Le casse-tête, bien sûr, est que les règles étaient basées sur l'idée que la FDA, selon leurs propres mots, "ne peut pas garantir la sécurité et l'efficacité de médicaments qu'elle n'a pas approuvés". Le fait que la majeure partie des médicaments génériques contre le VIH utilisés dans les pays en développement sont Approuvé par la FDA n'a pas empêché l'agence ou les législateurs américains de modifier les lois en vigueur.
Cela signifie-t-il que les consommateurs américains séropositifs ont une marge de manœuvre pour importer des médicaments antirétroviraux de l’étranger? Probablement pas, étant donné qu'il existe de nombreux mécanismes pour améliorer l'accessibilité financière pour les personnes atteintes de la maladie, y compris les programmes d'aide à la copay (CAP) et les programmes d'assistance aux patients (PAP) financés par les fabricants de médicaments anti-VIH.

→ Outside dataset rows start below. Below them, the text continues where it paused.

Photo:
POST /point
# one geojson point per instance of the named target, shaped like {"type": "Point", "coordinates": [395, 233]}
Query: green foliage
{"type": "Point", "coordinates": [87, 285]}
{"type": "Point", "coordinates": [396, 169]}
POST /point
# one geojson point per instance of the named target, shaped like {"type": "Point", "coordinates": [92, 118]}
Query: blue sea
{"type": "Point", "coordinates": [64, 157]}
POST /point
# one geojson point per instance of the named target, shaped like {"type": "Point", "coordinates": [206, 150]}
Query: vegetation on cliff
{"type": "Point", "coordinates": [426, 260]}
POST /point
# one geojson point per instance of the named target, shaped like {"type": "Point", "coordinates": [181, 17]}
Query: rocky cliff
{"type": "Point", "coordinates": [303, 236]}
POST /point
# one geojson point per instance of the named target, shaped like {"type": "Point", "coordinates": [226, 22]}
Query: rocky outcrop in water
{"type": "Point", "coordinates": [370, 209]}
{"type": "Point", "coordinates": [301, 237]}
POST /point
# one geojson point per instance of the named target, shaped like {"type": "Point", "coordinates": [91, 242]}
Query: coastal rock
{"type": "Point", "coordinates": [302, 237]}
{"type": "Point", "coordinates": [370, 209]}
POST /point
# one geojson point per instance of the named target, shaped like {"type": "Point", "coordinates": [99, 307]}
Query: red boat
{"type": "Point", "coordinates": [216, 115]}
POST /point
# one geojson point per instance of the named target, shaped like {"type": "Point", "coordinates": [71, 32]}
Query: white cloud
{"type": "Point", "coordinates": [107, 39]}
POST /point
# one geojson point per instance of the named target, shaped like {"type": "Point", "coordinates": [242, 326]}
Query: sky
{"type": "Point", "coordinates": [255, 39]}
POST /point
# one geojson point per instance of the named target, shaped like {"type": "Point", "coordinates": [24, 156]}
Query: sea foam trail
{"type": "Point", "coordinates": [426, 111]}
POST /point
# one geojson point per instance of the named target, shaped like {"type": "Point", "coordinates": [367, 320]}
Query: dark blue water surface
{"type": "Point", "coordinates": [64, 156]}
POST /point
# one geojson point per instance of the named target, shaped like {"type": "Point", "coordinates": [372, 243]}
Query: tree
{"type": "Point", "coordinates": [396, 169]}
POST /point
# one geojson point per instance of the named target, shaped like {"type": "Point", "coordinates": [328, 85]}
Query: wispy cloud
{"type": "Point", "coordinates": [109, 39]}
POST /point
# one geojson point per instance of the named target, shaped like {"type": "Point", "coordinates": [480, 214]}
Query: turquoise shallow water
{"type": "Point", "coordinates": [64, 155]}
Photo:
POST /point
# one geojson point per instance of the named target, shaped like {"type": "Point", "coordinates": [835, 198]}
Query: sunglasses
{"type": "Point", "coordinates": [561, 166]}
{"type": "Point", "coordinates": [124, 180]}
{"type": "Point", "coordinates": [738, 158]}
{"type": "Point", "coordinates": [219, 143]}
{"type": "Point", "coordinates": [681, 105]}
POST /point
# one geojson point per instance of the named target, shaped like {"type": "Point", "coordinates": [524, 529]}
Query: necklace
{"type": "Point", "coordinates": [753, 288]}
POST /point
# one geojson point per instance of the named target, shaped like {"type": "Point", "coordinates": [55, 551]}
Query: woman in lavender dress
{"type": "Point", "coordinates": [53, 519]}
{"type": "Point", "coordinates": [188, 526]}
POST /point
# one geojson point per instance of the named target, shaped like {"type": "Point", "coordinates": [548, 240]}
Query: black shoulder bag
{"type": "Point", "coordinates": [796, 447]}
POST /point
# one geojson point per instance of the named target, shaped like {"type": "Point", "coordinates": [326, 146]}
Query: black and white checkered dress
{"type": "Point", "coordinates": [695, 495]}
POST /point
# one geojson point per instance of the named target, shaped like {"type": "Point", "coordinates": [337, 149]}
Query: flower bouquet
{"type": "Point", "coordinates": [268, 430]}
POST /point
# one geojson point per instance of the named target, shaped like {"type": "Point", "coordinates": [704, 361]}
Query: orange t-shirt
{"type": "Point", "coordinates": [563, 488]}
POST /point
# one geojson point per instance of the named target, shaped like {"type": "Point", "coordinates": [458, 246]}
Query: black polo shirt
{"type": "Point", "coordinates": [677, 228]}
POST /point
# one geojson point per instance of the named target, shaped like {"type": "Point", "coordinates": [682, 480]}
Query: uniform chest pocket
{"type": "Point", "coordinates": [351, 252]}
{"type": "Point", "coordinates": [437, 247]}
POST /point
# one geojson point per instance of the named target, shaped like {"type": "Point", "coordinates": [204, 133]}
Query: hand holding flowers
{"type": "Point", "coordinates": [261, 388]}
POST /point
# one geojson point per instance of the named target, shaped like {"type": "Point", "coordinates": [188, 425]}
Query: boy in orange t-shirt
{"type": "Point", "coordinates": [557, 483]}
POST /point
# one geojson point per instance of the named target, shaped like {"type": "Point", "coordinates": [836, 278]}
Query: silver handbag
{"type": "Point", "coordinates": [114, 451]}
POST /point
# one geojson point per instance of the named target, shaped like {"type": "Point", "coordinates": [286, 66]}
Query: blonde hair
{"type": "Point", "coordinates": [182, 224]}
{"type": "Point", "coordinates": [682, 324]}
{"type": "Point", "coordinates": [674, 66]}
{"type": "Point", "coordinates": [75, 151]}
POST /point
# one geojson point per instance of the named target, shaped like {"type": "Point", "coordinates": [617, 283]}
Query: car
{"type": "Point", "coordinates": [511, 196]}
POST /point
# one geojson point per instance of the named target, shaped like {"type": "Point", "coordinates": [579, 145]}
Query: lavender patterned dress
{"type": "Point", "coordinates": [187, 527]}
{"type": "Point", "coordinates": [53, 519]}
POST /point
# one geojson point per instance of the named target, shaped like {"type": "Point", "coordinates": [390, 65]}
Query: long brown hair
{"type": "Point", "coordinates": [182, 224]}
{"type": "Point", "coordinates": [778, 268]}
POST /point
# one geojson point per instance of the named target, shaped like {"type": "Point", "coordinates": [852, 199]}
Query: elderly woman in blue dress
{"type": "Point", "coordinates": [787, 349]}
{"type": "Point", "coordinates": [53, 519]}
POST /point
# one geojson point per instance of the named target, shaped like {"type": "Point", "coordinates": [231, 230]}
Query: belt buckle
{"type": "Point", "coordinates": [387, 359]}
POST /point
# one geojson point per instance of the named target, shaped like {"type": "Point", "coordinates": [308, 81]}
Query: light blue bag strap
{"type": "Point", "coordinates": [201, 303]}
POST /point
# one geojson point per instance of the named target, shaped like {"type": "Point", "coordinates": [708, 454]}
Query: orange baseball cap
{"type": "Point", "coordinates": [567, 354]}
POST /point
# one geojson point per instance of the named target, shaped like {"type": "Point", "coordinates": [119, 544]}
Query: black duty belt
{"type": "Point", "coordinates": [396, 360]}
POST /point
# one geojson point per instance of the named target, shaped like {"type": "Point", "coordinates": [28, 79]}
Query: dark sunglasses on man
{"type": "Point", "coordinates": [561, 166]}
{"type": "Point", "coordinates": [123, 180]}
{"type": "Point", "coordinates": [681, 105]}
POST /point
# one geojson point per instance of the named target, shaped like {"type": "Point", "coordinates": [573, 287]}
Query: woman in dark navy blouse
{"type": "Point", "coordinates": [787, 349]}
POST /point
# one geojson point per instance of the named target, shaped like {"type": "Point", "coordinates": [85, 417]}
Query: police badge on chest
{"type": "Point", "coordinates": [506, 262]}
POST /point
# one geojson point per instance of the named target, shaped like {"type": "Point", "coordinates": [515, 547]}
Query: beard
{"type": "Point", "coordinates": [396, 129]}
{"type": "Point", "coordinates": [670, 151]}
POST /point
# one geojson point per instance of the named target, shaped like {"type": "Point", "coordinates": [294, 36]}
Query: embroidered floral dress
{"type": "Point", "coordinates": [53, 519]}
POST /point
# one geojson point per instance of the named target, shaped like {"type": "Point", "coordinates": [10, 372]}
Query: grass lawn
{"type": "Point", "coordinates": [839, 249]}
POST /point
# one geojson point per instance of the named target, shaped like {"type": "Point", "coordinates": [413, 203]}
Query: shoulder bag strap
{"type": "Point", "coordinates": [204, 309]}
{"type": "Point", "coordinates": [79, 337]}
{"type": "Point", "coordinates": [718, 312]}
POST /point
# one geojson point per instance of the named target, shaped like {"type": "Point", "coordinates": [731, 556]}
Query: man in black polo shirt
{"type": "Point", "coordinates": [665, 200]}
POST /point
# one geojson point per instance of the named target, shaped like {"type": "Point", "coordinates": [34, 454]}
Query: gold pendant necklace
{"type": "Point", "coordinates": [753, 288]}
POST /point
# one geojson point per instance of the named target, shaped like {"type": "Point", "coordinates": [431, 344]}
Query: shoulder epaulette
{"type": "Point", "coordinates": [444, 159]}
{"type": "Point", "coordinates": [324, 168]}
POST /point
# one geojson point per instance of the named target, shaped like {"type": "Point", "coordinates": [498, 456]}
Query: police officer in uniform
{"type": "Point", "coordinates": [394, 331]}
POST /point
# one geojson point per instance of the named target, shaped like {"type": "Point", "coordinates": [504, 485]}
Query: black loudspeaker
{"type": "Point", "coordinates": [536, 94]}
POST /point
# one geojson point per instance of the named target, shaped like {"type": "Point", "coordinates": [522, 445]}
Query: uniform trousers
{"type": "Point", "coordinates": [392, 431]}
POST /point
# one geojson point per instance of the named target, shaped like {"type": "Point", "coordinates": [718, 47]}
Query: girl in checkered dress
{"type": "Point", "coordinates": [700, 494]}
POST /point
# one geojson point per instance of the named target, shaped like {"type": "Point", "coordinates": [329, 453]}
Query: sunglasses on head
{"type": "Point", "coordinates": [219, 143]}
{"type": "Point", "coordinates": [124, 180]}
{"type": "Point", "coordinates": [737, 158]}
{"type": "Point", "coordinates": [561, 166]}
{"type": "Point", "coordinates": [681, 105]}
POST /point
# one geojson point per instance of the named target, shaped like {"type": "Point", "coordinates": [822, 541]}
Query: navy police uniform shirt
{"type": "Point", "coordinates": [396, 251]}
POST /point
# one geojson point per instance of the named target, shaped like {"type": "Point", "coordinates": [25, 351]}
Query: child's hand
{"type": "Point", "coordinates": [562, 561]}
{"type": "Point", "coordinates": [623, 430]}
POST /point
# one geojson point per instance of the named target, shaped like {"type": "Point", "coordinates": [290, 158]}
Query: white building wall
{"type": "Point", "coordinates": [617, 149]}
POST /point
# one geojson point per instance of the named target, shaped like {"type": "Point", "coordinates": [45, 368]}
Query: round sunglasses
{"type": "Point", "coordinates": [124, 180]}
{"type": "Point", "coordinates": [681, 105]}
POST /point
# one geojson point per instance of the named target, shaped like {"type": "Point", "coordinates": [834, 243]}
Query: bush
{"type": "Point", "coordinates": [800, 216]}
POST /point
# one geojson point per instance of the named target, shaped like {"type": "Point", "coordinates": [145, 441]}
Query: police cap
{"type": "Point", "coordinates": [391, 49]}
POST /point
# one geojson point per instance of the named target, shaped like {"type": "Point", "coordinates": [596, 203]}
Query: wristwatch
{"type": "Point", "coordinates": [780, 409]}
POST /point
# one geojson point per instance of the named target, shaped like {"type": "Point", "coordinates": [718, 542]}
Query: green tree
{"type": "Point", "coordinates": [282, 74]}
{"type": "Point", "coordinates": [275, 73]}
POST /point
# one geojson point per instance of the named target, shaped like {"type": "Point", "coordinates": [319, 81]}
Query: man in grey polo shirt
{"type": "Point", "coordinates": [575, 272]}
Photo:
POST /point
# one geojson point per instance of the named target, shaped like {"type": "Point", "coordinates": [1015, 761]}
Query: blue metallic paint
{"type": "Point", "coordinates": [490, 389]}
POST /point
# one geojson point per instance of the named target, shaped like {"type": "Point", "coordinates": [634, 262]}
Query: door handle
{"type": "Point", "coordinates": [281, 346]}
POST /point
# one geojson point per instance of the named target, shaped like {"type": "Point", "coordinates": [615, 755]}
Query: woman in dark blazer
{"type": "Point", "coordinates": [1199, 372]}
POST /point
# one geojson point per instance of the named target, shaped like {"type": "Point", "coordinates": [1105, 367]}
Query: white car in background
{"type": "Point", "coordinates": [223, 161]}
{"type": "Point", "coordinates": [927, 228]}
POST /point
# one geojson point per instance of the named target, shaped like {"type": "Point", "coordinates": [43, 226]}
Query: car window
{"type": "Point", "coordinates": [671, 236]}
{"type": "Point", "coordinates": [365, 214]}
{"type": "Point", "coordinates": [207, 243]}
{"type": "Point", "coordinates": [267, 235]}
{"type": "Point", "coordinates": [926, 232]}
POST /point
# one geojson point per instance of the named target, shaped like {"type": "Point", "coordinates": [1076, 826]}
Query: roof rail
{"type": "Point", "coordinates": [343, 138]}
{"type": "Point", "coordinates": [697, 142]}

Et c'est peut-être la plus grande ironie de toutes. Même lorsque les gens peuvent accéder gratuitement à des médicaments à faible coût via les CAP et les PAP, les produits pharmaceutiques parviennent toujours à générer des bénéfices énormes..
Selon la AIDS Healthcare Foundation (AHF), une organisation à but non lucratif, ces programmes très appréciés peuvent difficilement être considérés comme des œuvres de bienfaisance, car les fabricants peuvent demander des déductions fiscales équivalant au double du coût de production des médicaments donnés, tout en maintenant des prix élevés, afin de drainer efficacement tous les ADAP disponibles. fonds. En tant que tels, les CAP et les PAP sont non seulement rentables pour les sociétés pharmaceutiques, mais carrément lucratifs..
Cela pourrait changer à mesure que davantage de médicaments approchent de la date d'expiration de leur brevet, ce qui incitera à une plus grande participation à la fabrication du médicament générique. Jusque-là, la plupart des consommateurs américains devront s’appuyer sur les gammes actuelles de subventions - ADAP, CAP, PAP, assurances - pour réduire le fardeau de leurs coûteux médicaments anti-VIH.